Blake was unaware of this pressure to be open-minded and adventurous he exerted on Richard when they went out to eat. Richard didn’t want to come off as squeamish, timid, or button-down, so usually he caved to Blake’s badgering culinary permissiveness.
“Ask Blake,” Rick said. “He’s the expert.”
“Well, I’ve eaten a lot of sushi in my life, in a lot of different countries,” Blake said, with the pragmatic clout, the matter-of-factness, of a weather forecast.
The waiter came with the bottle of sake and they placed their orders.
“What did you do in the city today?” Richard asked.
“We went to the Museum of Arts and Design. Then lunch in the park.”
“Tomorrow, shopping downtown. I’m looking for a new raincoat.”
Richard’s phone buzzed. He twitched.
“Settle down, partner,” Blake said, noticing this. “Everything okay?”
“Definitely.”
“You better not have seen a mouse.”
“No, no,” Richard said.
He slid the phone out of his pocket and glanced down.
WHERE ARE YOU? Anne wrote.
Why was she writing to him?
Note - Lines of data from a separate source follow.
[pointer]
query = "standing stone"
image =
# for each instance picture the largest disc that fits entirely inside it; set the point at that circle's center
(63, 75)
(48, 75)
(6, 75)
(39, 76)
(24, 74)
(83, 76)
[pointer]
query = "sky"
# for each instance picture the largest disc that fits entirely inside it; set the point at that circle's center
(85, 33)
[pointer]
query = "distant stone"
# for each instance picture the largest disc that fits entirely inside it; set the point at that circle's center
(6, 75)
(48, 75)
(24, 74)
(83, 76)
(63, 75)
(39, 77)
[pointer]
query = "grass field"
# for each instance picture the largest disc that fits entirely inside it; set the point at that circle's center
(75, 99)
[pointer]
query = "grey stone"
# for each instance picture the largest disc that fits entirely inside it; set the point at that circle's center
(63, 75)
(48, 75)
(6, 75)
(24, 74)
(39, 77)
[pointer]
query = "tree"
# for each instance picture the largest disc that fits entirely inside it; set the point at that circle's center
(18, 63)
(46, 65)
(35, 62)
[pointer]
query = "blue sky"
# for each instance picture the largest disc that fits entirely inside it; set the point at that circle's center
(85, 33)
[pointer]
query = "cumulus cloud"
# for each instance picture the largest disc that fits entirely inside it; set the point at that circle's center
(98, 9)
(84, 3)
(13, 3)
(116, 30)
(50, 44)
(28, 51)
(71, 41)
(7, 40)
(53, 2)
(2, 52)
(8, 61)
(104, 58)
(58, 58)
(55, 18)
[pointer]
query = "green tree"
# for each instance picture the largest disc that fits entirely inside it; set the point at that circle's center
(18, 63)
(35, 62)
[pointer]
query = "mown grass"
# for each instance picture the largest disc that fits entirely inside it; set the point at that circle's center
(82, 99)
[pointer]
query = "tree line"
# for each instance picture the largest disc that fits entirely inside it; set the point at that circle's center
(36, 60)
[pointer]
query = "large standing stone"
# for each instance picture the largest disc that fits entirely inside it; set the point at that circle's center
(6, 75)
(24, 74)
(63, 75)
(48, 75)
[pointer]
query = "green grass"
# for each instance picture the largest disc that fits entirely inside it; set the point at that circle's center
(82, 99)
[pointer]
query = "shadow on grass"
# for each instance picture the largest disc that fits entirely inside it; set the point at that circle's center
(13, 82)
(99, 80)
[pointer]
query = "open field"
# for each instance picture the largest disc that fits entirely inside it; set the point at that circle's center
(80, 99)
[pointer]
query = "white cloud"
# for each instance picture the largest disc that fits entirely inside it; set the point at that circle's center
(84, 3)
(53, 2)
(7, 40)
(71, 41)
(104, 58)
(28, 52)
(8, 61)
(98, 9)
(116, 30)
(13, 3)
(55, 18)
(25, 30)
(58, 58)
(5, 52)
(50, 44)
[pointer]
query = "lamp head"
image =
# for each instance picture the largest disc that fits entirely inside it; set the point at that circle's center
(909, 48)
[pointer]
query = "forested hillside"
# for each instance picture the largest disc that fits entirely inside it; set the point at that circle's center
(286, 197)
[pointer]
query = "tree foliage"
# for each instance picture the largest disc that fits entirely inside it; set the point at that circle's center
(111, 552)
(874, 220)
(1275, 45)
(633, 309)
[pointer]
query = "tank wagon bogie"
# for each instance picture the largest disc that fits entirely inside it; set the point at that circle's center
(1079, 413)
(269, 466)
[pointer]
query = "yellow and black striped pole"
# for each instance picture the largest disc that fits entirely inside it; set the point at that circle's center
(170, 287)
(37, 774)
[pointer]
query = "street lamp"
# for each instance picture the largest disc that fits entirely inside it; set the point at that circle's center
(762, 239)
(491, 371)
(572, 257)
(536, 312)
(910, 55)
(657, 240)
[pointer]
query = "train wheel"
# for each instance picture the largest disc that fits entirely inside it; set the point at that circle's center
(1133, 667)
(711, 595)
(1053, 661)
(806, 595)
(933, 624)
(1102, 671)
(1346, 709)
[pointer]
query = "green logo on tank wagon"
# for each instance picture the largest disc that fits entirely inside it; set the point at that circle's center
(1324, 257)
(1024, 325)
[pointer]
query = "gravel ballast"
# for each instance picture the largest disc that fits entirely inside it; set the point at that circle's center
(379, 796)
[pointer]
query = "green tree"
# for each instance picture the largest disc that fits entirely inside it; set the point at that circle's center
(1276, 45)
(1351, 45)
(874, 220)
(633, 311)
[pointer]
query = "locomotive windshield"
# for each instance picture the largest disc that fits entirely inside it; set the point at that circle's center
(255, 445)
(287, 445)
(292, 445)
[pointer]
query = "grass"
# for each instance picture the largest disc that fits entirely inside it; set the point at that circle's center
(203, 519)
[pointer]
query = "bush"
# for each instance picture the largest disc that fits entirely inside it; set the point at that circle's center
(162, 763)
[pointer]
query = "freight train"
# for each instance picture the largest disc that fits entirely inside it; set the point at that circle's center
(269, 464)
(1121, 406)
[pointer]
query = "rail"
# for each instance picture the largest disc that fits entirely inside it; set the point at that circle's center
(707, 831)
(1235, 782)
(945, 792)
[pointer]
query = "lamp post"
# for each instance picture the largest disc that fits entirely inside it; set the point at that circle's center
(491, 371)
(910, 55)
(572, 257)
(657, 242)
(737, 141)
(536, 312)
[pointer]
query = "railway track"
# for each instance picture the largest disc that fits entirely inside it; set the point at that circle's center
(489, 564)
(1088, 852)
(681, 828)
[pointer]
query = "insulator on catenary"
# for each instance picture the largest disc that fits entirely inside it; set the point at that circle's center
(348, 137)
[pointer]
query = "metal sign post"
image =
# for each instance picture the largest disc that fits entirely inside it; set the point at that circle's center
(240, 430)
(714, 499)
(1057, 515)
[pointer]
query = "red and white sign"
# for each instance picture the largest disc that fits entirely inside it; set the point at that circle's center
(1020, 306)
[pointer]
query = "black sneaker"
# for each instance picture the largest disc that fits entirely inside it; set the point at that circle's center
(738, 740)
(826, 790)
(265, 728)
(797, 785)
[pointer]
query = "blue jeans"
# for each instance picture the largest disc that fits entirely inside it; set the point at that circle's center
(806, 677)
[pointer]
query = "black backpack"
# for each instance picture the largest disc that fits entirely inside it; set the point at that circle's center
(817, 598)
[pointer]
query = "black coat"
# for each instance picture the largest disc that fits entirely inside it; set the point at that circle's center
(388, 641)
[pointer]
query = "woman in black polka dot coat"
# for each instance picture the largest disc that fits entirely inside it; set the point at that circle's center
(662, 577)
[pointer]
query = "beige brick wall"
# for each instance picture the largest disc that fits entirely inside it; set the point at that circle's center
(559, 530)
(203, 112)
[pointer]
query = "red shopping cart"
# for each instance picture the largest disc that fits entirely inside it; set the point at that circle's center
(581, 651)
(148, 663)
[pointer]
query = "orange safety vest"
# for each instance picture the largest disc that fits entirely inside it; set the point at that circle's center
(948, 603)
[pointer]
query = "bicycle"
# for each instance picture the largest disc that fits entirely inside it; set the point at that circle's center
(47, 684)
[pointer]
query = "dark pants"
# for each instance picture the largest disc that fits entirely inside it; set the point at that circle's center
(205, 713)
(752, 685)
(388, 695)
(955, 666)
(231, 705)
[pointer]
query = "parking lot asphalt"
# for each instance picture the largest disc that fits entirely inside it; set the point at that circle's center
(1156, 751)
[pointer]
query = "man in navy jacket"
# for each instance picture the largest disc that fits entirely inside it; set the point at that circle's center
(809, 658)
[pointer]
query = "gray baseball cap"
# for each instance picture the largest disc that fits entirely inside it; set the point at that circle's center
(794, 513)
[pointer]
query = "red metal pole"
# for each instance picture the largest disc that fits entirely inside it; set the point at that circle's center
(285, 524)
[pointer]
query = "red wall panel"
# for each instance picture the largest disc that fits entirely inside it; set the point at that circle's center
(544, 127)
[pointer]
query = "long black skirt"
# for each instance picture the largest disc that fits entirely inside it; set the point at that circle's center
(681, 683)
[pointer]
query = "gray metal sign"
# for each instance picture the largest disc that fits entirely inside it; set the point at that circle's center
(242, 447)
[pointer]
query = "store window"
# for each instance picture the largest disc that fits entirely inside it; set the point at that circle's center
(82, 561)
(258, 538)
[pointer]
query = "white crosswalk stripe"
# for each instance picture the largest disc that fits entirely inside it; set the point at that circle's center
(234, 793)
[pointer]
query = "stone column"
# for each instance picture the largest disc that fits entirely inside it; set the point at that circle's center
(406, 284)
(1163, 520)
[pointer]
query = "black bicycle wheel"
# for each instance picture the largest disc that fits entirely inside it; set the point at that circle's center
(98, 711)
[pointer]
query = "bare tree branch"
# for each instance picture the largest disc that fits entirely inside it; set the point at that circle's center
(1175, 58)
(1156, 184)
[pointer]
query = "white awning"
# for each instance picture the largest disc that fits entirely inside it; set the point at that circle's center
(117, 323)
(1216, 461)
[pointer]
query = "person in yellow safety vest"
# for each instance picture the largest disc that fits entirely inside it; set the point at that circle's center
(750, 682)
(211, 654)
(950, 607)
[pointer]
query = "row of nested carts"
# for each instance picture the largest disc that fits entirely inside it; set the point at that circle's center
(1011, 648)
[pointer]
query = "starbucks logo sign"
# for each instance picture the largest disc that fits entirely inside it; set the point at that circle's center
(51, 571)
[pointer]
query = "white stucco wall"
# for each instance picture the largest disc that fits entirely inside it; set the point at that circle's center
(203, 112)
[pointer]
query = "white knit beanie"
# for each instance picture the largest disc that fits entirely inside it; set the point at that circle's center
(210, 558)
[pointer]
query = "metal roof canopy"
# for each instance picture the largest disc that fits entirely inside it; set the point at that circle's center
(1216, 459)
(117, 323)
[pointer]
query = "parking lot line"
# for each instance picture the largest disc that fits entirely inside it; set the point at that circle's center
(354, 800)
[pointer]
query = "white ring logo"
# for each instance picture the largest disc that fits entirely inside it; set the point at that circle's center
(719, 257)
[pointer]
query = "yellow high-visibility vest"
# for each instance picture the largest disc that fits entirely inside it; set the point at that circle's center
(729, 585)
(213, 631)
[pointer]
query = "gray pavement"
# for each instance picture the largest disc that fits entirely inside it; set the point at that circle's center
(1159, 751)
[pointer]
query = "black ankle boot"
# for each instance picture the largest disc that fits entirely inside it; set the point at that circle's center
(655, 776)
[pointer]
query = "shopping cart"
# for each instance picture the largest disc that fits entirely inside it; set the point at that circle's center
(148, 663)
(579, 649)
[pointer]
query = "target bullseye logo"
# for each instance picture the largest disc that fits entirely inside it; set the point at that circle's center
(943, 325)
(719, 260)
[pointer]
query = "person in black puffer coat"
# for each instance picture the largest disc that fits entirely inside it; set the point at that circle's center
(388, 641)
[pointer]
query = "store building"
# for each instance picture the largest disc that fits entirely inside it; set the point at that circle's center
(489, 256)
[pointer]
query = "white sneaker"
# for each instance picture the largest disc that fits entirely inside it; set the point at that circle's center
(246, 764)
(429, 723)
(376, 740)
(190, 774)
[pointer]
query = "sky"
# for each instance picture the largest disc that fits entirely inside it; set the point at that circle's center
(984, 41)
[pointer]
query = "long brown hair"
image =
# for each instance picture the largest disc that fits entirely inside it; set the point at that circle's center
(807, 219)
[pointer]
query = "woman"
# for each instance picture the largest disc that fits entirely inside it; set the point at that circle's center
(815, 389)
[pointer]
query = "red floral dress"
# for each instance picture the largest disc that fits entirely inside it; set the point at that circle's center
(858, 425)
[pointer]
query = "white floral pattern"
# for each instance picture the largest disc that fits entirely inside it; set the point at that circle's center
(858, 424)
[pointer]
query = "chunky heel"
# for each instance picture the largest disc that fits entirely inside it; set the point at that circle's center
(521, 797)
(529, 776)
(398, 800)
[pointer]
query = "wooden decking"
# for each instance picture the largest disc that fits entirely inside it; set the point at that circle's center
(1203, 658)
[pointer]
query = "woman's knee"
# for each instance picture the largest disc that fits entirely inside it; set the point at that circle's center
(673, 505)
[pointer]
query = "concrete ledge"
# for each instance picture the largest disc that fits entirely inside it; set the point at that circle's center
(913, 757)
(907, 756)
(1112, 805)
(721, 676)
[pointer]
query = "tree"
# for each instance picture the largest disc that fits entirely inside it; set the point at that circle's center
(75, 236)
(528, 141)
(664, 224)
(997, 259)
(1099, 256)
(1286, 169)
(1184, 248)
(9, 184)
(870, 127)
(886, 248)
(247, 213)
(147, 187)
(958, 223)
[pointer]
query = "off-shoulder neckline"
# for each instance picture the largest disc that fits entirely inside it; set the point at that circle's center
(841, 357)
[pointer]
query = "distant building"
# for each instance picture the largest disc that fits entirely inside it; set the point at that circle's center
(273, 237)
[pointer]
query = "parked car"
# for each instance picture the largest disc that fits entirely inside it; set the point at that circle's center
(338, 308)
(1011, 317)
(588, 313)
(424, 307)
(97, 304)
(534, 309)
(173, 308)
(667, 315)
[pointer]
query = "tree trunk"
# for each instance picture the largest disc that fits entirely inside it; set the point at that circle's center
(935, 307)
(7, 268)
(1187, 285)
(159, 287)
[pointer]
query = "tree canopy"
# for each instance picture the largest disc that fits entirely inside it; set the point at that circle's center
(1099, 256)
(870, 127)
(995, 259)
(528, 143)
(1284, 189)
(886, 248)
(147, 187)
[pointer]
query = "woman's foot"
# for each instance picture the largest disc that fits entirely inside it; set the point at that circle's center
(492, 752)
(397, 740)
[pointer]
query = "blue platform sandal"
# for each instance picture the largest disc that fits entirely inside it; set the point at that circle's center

She was supposed to be having Mexican with Erin and Alicia on the Lower East Side.
Vaguely annoyed, Richard put the phone away without responding. The tempura appetizer arrived.
“That’s good,” Blake said after taking a bite.
The phone buzzed for a second time.
MY PLANS FELL THROUGH.
Richard again slid the phone into his pocket, where it buzzed a few more times. He thought of excusing himself and calling Anne from the bathroom, but he was enjoying himself. Now that it had been established, the flow of the dinner felt effortless and self-sustaining, but it was necessarily precarious, requiring constant tweaks and adjustments. Furthermore: what would he say to her?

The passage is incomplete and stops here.